Hi Team, FIne-tuning for entity extraction seems to be straight forward in zero-shot setting, however, when fine-tuning da Vinci or ada, for entity extraction, the model seems to hallucinate. Are there any set prompts/ recommended ways fine-tune the model?
Hard to say without seeing your data, but here a few suggestions:
- Use a stop sequence (e.g., " END") in your fine-tuning completions so the model can signal a stop instead of continuing to generate hallucinated text
- Include diverse examples in your training data (e.g., if you're seeing hallucination on examples with no extracted entities, make sure you have training examples with no extracted entities)
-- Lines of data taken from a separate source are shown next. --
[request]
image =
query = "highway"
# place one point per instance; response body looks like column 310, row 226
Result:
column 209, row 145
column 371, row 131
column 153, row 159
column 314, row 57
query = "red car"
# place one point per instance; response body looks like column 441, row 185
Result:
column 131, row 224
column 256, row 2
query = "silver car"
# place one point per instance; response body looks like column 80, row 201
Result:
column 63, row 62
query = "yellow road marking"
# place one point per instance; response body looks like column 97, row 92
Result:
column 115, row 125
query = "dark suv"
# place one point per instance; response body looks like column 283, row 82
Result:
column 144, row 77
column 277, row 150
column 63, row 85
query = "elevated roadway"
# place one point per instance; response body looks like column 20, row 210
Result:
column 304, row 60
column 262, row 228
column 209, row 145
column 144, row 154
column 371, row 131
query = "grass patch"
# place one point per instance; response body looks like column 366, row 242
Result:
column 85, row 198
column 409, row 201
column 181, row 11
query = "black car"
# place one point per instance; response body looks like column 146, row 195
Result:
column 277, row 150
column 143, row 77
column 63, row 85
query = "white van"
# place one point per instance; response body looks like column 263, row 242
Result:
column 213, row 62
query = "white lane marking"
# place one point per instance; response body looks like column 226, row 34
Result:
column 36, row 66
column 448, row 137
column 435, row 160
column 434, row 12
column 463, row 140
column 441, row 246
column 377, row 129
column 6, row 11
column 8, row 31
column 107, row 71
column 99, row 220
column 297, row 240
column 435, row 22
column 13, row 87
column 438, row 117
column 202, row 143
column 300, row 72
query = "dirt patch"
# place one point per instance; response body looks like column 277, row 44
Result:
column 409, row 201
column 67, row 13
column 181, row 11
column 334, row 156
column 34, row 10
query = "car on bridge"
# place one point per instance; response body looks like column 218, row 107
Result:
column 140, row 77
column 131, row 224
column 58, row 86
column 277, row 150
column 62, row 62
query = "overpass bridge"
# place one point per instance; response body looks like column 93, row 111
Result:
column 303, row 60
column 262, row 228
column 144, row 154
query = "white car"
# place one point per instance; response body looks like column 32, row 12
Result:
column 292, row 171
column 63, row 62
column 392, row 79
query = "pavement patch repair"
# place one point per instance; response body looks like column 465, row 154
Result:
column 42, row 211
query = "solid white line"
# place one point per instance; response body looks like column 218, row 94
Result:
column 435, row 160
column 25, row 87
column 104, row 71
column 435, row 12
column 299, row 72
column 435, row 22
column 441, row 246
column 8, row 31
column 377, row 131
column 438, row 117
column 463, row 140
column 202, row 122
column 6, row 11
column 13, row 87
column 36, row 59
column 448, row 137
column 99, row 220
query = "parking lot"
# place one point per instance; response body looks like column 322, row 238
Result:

- Include a large quantity of training data (hard to give exact rules of thumb, but I'd guess 1,000+ examples; if you have a quality metric you can see how that quality improves with training set size to estimate the returns on increasing the training set size)
- Use a function to check that the extracted entities have string matches with the original text; filter those that do not
Thank you for the reply! Yes, I did include 500+ training samples which were diverse.
Are there any suggested templates to follow?
For instance, I tried this following template: Input: "Barack Obama was a former president of the United states" END Output: "(PERSON) Barack Obama (\PERSON) was a former president of the (COUNTRY) United states (\COUNTRY)"
This sort of fine-tuning did not result in good results. Instead, I got sentences that seemed like continuations to the input sentence.
Can't help, unfortunately. Good luck in your experimentation.